Dalam rancangan tersebut, APBD Surabaya 2027 diproyeksikan berada di angka sekitar Rp15 triliun. Eri mengatakan, besaran itu masih bergantung pada kepastian Transfer ke Daerah (TKD) dan Dana Bagi Hasil (DBH) dari pemerintah pusat.
"Jadi kita masih merencanakan dengan kembalinya TKD, termasuk dengan Dana Bagi Hasil yang akan diturunkan tahun ini. Jadi kita menghitung dengan tahun yang ini, sekaligus dengan perhitungan sebelumnya, maka kita sekitar Rp15 T-an," ujar Eri usai rapat paripurna.
Dari proyeksi tersebut, Pemkot Surabaya akan memusatkan belanja pada sejumlah kebutuhan yang dianggap mendesak. Selain genangan, pengaspalan jalan dan Penerangan Jalan Umum (PJU) juga masuk dalam daftar prioritas.
“Jadi 2027 terkait pengaspalan jalan. Yang kedua terkait penerangan jalan umum. Yang ketiga, (penanganan) genangan air. Jadi prioritas kita itu, maka kita lakukan hal itu,” katanya.

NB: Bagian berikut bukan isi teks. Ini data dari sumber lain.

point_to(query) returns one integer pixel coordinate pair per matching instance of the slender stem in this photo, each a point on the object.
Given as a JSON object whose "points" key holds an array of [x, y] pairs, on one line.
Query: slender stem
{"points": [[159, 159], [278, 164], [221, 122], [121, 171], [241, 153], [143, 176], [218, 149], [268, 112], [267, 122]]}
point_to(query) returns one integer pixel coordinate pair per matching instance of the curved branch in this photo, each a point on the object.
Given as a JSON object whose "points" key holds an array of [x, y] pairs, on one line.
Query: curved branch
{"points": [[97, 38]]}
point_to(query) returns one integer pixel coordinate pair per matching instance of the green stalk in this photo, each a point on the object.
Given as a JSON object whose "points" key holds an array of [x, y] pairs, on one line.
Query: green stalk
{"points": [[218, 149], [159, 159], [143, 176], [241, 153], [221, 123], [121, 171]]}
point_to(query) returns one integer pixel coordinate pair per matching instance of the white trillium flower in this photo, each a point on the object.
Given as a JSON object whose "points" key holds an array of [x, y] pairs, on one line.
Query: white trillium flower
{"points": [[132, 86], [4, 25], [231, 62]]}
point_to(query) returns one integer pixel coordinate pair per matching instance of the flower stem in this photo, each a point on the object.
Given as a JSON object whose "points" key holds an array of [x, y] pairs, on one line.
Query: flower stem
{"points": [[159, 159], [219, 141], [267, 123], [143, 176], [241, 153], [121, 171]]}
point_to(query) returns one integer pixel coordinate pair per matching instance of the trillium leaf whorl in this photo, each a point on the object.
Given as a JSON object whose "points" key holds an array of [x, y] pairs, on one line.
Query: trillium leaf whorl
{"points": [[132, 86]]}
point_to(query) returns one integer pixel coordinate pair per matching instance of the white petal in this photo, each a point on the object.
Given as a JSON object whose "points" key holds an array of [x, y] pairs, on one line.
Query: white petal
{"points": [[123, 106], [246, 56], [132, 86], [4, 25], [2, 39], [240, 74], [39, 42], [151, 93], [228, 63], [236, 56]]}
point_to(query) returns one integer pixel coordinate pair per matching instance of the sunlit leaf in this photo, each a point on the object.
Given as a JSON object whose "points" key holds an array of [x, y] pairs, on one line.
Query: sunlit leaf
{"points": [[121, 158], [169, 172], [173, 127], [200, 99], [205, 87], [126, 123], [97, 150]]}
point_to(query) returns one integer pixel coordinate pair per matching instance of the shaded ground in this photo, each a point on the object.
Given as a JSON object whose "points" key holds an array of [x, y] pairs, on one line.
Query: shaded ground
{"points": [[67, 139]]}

Eri menjelaskan, pemerintah tidak akan menyebar anggaran ke seluruh persoalan secara bersamaan. Penentuan skala prioritas dinilai penting agar intervensi pembangunan dapat memberikan hasil yang lebih terukur.
“Maka yang satu genangan, yang kedua adalah pengaspalan jalan. Setelah itu baru titik yang (lainnya) berjalan,” ujarnya.
Untuk persoalan genangan, sekitar 200 titik diperkirakan menjadi sasaran intervensi pada 2027. Angka tersebut merupakan bagian dari lebih dari 450 titik yang masih menjadi perhatian Pemkot Surabaya.
“Kita itu ada penurunan ada sekitar 200 titik. 200 titik itu tempat genangan air, tapi kalau ngomong (bicara) titiknya, lebih dari 450,” kata Eri.
Ia menyebut jumlah titik genangan di Surabaya terus berkurang dibandingkan kondisi sebelumnya. Dari yang sempat mencapai sekitar 700 titik, kini jumlahnya turun menjadi sekitar 400 titik.
“Jadi dari tahun sebelumnya 700 (titik), turun jadi 400 titik. Jadi 200 titik perkiraan kita yang akan kita sentuh,” jelasnya.
Beberapa kawasan yang masuk perhatian di antaranya Simo Kalangan, Tanjungsari, Margorejo, Jemursari, Medokan Semampir hingga sekitar Jalan Raya Tenggilis Mejoyo. Pemkot akan menentukan titik intervensi berdasarkan tingkat kebutuhan penanganannya.
Untuk menjalankan program tersebut, Eri menyebut anggaran penanganan genangan pada 2027 disiapkan lebih dari Rp1 triliun. Anggaran akan diarahkan pada titik-titik yang telah ditetapkan sebagai prioritas.
Eri menambahkan, penetapan titik sasaran diperlukan agar hasil program dapat dievaluasi secara berkala. Dengan begitu, Pemkot dapat memastikan intervensi yang dilakukan benar-benar mampu mengurangi persoalan genangan.
Kata Kunci / Tags
Rekomendasi Berita
Memuat berita terbaru.....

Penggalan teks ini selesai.